Shah and Agarwal were also convicted on a handful of counts having to do with an episode in which a newly hired executive left the company after only three weeks in 2017, after becoming concerned with Outcome’s business practices. When the executive started raising concerns, Shah and Agarwal exchanged communications about whether to fire him and other employees who had tipped him off. Defense attorneys had argued that Shah and Agarwal were concerned that the executive didn’t fit the company’s culture, and had been reassured by Desai that nothing was amiss.

The jury also found Shah guilty of two money laundering counts related to $450,000 that prosecutors said he spent to lease a Chicago home, and $65,000 he spent to hire a private jet for a weekend trip. Prosecutors said those dollars were proceeds of the bank fraud.

Throughout the case, prosecutors argued that Outcome leaders believed it was acceptable for startups to fudge numbers and clean up later.

It’s an issue that has gained national attention in recent years after the fraud conviction of Theranos founder Elizabeth Holmes, and legal actions surrounding the collapse of cryptocurrency exchange FTX and its founder Sam Bankman-Fried.

Prosecutors highlighted a 2017 voice message from Shah to Purdy, regarding problems with affidavits, return-on-investment reports and forecasting at Outcome.

“If you talk to people who were at Google or Facebook from, you know a hundred million to a billion (dollars), they will tell you these are normal things,” Shah said. “Google data was false and totally crazy in foreign markets in the early years.”

Desai also said during his testimony that Shah had told him it was normal for startups to have “messy kitchens.”

The verdict Tuesday is a reminder that startups must follow the law, said Ira Weiss, a clinical professor at the University of Chicago Booth School of Business, who was not involved in the trial.
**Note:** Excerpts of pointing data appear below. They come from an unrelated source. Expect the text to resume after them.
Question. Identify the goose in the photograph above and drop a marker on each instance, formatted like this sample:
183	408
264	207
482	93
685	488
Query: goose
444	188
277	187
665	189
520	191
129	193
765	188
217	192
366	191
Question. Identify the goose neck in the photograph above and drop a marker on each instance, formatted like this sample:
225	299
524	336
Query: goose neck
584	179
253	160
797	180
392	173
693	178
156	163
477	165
“There are limits to ‘fake it til you make it,’ ” Weiss said in an email after the verdict. “Outcome Health had clearly gotten to the point where they had ‘made it,’ and once you get to that point, you must stop faking it.”

Shah’s attorney, John Hueston, argued during the trial that Outcome was “making it until Desai arrived and began faking it,” while prosecutors alleged that Outcome had long been engaging in fraud.
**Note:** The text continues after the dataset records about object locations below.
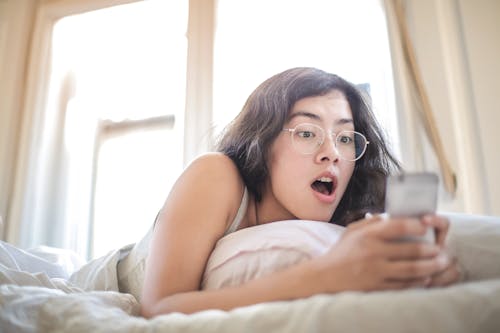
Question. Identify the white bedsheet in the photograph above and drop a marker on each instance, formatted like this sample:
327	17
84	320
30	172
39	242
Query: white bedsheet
89	301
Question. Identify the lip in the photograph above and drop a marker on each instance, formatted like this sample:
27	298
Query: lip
326	198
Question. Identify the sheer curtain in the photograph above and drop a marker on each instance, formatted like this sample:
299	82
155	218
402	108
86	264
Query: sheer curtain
416	114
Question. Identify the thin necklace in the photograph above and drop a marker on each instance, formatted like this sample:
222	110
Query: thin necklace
256	212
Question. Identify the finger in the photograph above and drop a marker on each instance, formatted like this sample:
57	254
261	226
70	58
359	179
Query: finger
397	228
364	222
450	275
440	225
406	284
409	250
414	269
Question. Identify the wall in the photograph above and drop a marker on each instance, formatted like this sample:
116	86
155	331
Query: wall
16	22
481	28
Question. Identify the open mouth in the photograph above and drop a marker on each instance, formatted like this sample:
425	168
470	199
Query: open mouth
323	185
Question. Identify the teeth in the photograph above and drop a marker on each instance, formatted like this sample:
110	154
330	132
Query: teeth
325	179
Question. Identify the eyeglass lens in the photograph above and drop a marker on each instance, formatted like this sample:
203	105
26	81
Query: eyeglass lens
307	139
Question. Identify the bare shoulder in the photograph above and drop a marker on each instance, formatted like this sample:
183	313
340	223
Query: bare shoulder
212	186
217	164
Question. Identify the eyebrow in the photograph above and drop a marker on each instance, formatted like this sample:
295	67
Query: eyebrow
313	116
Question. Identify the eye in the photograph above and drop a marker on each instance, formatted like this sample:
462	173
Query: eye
306	134
345	139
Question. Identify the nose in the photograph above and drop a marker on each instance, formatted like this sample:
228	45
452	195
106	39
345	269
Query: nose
328	151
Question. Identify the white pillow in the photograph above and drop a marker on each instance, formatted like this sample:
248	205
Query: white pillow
256	251
253	252
475	241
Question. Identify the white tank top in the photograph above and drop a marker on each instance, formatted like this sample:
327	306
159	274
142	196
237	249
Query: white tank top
240	214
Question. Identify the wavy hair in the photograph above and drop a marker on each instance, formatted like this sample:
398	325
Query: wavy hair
247	139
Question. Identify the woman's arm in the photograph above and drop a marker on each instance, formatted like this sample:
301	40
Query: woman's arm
197	212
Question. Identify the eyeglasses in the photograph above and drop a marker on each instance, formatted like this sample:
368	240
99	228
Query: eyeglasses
308	138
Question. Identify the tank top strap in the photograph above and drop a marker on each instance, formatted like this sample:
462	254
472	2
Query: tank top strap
240	214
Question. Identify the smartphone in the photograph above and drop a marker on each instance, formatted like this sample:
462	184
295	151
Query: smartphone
412	195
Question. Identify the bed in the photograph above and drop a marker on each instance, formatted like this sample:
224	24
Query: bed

“Even when they wanted to turn the corner and embark on making it, they knew that the truth about their fraud-filled growth could not see the light of day, not if they wanted to get $1 billion from their lenders and investors,” prosecutor William Johnston said during the trial.

Though they were criminally convicted Tuesday, Shah, Agarwal and Purdy still face charges from a civil lawsuit filed by the U.S. Securities and Exchange Commission over the fraud allegations. Two other former Outcome employees, Kathryn Choi, a former senior analyst, and Oliver Han, a former analyst, also previously both pleaded guilty to conspiracy to commit wire fraud, and have not yet been sentenced.